Le Covid-19 à fin juillet (2/3) : à quand un vaccin ?

Le futur vaccin contre le Covid-19 arrivera sans doute trop tard pour assurer la réélection de Trump, mais des dizaines de laboratoires y travaillent d’arrache-pied: il n’y a que des bonnes nouvelles.

Il y a beaucoup de pressions politiques et économiques pour sortir un vaccin le plus vite possible, et quatre candidats-vaccins ont déjà démarré le recrutement des patients pour leurs essais de Phase III, qui est la dernière phase de l’évaluation, mais aussi la plus longue.
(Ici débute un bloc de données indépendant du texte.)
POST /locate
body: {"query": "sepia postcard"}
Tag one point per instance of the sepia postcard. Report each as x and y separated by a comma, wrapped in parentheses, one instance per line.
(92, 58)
Pour se faire une idée de la date au plus tôt de disponibilité d’un vaccin largement disponible, le plus simple est d’aller jeter un coup d’oeil dans la base de données officielle étatsunienne d’enregistrement pour chercher la « primary end date » de ces essais, ce qui donne les indications suivantes :

Moderna : 30000 patients (c’est le nombre requis par la FDA pour homologuer un vaccin) ; démarrage fin juillet 2020 pour un achèvement au 27/10/2023 ;

BioNTech/Pfizer : 32000 patients ; démarrage fin juin pour un achèvement au 23/1/2023 ;

Sinovac : 8000 patients (au Brésil) ; démarrage début juillet pour un achèvement en septembre 2021 ;

Oxford : 10260 patients en 8 groupes ; démarrage en mai pour un achèvement en août 2021 (des dossiers complémentaires seront sans doute déposés prochainement pour arriver à 30000 patients).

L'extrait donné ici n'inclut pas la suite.